The site’s Palace Museum said it was “deeply distressed and sincerely apologises to the public”.

A statement confirmed that the incident had happened on Monday.

The Forbidden City was China’s former imperial palace between the years 1420 and 1912. It is a World Heritage Site and one of the most heavily-guarded areas of China.

How did this happen?

Image copyright AFP
Image caption Beijing is one of China’s top tourism sites during Spring Festival

When social media users saw pictures uploaded to the popular Sina Weibo microblog by Ms Lu on 17 January, inside the empty site on a clear day, people quickly started asking questions.

Currently, it is Spring Festival, one of China’s biggest public holidays, when there is mass migration across China to popular tourist destinations.
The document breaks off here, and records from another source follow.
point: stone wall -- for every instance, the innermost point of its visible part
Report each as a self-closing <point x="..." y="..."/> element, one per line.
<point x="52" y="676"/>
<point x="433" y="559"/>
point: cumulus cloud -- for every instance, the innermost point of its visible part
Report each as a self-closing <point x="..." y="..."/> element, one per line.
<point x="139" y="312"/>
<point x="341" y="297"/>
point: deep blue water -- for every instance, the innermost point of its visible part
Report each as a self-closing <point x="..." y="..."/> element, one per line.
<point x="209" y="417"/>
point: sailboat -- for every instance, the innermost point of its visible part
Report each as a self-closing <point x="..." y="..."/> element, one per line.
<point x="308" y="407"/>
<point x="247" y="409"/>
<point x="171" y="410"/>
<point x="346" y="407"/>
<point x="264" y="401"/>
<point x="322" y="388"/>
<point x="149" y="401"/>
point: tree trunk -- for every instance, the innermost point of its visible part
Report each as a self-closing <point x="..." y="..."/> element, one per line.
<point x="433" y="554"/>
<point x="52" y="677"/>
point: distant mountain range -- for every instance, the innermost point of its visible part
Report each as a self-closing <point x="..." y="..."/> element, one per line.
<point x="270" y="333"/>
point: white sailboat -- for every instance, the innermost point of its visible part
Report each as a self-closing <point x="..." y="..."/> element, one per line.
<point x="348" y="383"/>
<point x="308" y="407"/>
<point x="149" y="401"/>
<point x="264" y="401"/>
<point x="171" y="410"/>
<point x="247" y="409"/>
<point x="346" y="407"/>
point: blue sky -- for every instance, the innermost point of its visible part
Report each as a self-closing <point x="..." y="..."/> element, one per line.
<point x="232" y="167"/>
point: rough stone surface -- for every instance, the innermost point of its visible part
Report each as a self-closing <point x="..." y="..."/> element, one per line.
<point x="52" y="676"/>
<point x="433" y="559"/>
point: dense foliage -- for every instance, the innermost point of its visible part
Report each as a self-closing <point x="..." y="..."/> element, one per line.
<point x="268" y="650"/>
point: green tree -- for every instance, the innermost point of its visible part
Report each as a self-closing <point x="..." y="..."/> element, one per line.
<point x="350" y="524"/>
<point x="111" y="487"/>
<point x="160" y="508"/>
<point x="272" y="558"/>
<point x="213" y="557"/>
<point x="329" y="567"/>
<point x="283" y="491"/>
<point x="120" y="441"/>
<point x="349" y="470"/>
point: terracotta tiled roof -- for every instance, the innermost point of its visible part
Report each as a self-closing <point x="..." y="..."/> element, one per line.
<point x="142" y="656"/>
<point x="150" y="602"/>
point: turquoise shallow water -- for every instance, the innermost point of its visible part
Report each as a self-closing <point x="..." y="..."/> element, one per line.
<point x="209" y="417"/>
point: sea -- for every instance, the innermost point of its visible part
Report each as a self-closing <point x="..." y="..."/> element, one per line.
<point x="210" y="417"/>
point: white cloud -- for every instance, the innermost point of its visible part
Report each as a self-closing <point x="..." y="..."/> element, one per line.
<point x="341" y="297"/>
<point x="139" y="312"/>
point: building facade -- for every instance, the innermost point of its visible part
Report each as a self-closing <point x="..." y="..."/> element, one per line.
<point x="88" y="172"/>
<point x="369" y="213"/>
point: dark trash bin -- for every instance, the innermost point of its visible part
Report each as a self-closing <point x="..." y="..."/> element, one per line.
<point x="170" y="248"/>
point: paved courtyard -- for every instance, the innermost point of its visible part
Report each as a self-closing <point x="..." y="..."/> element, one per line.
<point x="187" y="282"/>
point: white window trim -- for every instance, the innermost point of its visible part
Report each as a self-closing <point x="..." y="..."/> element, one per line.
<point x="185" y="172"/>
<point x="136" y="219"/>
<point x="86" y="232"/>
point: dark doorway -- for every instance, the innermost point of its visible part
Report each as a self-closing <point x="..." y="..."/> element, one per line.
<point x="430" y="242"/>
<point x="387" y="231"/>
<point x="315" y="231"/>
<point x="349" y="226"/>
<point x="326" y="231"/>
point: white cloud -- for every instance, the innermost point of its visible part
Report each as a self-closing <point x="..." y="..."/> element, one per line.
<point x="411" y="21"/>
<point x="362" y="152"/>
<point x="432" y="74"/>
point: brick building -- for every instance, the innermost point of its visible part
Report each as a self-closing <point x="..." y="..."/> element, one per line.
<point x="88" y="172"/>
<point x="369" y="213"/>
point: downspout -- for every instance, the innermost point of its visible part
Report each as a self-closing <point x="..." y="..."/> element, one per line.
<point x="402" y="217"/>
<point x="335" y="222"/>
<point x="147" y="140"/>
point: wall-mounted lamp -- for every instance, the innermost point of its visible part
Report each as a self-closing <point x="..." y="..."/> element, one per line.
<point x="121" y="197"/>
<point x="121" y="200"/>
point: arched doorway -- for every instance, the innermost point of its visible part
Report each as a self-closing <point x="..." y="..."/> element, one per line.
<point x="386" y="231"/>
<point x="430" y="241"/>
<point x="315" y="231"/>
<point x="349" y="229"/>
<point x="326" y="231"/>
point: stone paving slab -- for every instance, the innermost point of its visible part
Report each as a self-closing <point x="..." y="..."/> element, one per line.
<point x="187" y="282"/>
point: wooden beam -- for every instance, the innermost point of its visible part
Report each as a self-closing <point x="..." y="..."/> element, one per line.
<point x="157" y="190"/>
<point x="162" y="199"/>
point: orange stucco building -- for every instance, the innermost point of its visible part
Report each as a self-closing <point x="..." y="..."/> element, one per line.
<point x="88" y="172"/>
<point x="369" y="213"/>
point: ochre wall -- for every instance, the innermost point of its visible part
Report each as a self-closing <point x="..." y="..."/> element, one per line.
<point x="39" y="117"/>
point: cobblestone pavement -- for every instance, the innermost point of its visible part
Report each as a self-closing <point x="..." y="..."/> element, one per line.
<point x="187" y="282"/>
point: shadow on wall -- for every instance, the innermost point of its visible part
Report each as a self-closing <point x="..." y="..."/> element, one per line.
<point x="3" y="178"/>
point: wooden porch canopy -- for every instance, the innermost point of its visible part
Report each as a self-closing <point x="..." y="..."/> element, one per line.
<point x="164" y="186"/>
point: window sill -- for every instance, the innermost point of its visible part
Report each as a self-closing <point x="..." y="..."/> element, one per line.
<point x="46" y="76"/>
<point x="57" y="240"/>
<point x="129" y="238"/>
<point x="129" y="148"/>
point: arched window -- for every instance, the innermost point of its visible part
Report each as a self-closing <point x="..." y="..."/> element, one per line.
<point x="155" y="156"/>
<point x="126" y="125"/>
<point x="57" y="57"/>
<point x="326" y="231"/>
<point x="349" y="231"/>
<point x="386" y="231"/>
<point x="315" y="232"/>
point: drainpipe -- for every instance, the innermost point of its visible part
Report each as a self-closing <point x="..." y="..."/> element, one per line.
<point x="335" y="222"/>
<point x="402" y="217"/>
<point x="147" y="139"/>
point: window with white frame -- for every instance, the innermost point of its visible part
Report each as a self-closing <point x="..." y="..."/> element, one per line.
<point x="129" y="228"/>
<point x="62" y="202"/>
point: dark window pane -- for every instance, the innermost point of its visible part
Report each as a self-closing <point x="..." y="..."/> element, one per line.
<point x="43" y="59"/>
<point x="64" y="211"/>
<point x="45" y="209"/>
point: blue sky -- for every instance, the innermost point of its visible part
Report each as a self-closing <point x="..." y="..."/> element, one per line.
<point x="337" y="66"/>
Beijing and its landmarks at this time of year are notoriously flooded with people.

Ms Lu posted several pictures on her Weibo account saying “On Monday the Palace Museum is closed, so I hurried over, hid from the crowds, and went to play in the Forbidden City.”

Weibo users were stunned to see not only pictures of Ms Lu and her friend at an empty site, but also her huge luxury car, which she drove onto the complex.

The Forbidden City often closes on Mondays, to allow for maintenance and renovation work.

Image copyright Getty Images
Image caption 19 million people visited the Forbidden City in 2019

Who is she?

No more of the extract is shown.